The article states that reforms are "scandalously slow" and that asking the medical profession to regulate themselves has been ineffective. The article states that the sources of errors are various including, mixing up patients' X-rays, or looking at them upside-down; as a result, they operate on the wrong patient or the wrong body part. Additionally, cleanliness was an issue as doctors and health workers fail to follow basic hygiene procedures such as washing hands or changing gloves therefore causing infections that account for thousands of deaths a year.
Wrong prescriptions are also one of the biggest problems leading to injury or death. Yet nationally only about 3 percent of hospitals have instituted computerized prescription systems, which would greatly reduce these types of errors. The article noted that there is a national system for reporting medical errors, but it is voluntary, so few errors ever get reported. A few states have mandatory systems, but most still do not.

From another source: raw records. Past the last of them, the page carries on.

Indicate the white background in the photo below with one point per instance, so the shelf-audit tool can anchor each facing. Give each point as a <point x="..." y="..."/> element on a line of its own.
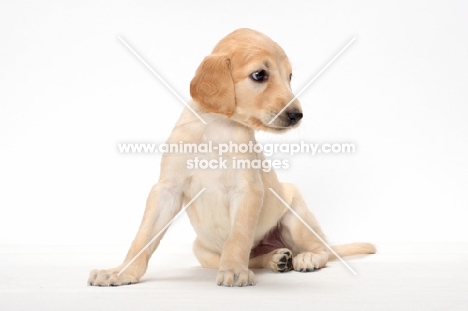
<point x="70" y="91"/>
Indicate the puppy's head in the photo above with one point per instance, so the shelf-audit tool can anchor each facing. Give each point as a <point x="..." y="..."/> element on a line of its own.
<point x="247" y="78"/>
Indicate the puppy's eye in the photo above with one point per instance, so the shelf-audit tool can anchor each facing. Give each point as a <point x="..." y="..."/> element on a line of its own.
<point x="259" y="76"/>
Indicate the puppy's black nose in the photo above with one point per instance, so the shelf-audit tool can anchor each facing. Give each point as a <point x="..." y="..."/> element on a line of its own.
<point x="294" y="117"/>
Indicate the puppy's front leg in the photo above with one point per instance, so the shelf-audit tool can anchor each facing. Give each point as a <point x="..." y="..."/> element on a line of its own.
<point x="164" y="202"/>
<point x="233" y="268"/>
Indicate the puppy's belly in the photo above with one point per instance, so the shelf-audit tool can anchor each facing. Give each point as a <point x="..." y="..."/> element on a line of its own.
<point x="210" y="215"/>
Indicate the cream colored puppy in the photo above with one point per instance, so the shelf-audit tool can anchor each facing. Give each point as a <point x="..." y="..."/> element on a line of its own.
<point x="239" y="222"/>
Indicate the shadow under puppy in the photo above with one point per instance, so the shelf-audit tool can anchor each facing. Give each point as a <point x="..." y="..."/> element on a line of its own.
<point x="239" y="222"/>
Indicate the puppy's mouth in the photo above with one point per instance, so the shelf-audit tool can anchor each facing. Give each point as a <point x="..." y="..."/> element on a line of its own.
<point x="285" y="121"/>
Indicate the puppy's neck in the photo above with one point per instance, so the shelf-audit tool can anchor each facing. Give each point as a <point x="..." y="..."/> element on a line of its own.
<point x="218" y="128"/>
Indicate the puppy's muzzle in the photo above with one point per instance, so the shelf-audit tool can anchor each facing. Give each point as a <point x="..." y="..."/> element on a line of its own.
<point x="294" y="117"/>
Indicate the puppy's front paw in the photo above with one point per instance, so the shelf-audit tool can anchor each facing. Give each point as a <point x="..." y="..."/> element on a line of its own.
<point x="308" y="261"/>
<point x="110" y="278"/>
<point x="235" y="277"/>
<point x="281" y="260"/>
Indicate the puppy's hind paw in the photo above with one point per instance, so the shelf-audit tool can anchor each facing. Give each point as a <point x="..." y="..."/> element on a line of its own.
<point x="235" y="278"/>
<point x="281" y="260"/>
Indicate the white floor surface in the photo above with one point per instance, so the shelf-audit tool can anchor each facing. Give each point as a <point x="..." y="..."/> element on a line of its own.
<point x="403" y="277"/>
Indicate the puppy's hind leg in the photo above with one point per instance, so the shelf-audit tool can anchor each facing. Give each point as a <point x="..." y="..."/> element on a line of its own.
<point x="306" y="244"/>
<point x="163" y="203"/>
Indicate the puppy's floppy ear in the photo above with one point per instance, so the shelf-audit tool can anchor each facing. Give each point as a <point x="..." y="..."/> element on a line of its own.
<point x="212" y="87"/>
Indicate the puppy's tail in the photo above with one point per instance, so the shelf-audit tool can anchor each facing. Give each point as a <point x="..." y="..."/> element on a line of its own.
<point x="353" y="249"/>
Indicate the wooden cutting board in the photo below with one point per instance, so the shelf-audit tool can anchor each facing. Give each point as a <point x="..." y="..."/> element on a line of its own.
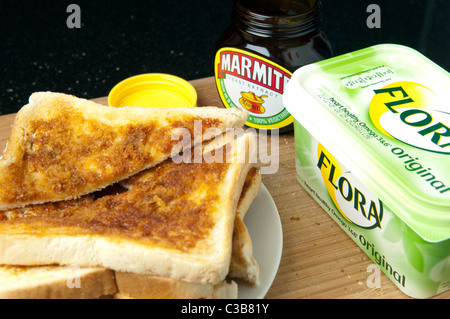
<point x="319" y="260"/>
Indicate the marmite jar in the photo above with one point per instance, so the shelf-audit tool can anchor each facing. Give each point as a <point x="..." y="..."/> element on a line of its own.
<point x="256" y="56"/>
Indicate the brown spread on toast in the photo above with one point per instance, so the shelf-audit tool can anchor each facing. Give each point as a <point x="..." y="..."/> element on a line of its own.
<point x="170" y="207"/>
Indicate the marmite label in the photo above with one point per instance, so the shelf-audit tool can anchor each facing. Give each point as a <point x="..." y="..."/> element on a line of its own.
<point x="254" y="83"/>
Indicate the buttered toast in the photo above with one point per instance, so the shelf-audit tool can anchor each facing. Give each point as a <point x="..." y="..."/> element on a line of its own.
<point x="38" y="282"/>
<point x="178" y="224"/>
<point x="55" y="282"/>
<point x="62" y="147"/>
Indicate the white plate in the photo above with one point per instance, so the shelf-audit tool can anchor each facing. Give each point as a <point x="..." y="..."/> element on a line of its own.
<point x="264" y="225"/>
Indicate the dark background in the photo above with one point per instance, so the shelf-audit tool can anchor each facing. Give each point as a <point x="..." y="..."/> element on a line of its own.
<point x="119" y="39"/>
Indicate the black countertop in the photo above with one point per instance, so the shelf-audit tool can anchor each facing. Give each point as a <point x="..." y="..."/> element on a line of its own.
<point x="118" y="39"/>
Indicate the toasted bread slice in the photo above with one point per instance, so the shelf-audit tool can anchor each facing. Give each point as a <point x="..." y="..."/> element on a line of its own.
<point x="62" y="147"/>
<point x="178" y="225"/>
<point x="55" y="282"/>
<point x="41" y="282"/>
<point x="153" y="287"/>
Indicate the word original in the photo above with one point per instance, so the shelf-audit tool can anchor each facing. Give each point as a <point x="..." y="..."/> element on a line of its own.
<point x="374" y="19"/>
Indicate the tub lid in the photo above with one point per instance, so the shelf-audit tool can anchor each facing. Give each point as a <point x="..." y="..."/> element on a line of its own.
<point x="384" y="112"/>
<point x="153" y="90"/>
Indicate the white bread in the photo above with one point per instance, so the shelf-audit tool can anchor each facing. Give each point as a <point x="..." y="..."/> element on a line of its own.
<point x="33" y="241"/>
<point x="55" y="282"/>
<point x="62" y="147"/>
<point x="243" y="264"/>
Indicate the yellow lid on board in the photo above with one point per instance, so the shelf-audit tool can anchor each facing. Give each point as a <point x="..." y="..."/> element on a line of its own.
<point x="153" y="90"/>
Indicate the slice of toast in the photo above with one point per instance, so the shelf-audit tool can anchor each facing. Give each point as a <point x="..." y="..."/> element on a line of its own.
<point x="62" y="147"/>
<point x="243" y="264"/>
<point x="178" y="226"/>
<point x="55" y="282"/>
<point x="41" y="282"/>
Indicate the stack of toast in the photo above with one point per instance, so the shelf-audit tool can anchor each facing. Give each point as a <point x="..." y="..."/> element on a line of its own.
<point x="125" y="202"/>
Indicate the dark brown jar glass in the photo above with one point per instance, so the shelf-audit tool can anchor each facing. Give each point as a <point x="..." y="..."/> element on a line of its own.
<point x="256" y="56"/>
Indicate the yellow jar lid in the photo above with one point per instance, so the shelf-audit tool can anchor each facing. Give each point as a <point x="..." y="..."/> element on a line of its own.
<point x="153" y="90"/>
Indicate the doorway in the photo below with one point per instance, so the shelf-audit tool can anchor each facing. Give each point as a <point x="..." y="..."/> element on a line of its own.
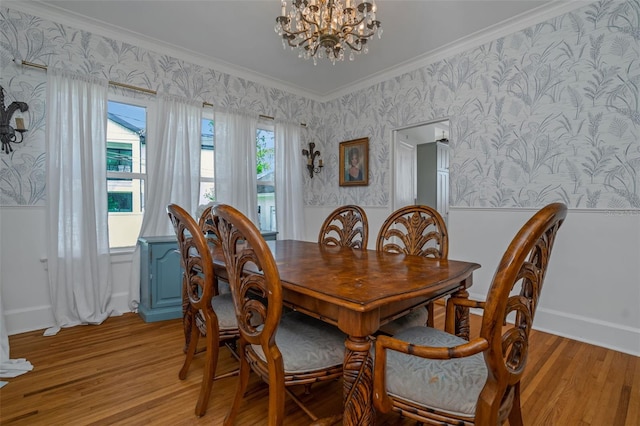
<point x="421" y="166"/>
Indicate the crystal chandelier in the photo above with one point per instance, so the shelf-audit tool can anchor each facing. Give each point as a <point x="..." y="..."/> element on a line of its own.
<point x="325" y="28"/>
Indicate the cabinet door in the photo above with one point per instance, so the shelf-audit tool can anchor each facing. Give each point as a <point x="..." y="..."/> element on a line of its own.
<point x="166" y="275"/>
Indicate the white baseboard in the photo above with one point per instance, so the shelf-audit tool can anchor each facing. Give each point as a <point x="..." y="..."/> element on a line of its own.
<point x="599" y="333"/>
<point x="41" y="317"/>
<point x="595" y="332"/>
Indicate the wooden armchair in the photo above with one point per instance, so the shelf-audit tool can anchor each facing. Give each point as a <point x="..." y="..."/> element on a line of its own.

The one place that the article did say had embraced changes and reduced risk significantly was the government run Veterans hospitals. The article concluded with comments and recommendations that included some degree of accountability and government oversight. They stated, "So long as patients have no way of finding out which hospitals are unreliable, bad hospitals will face minimal incentives to invest in the solutions that could drive error rates down. State or federal regulators should require the reporting of errors and should make some of this information public. Otherwise thousands will continue to die needlessly and with no one held to account."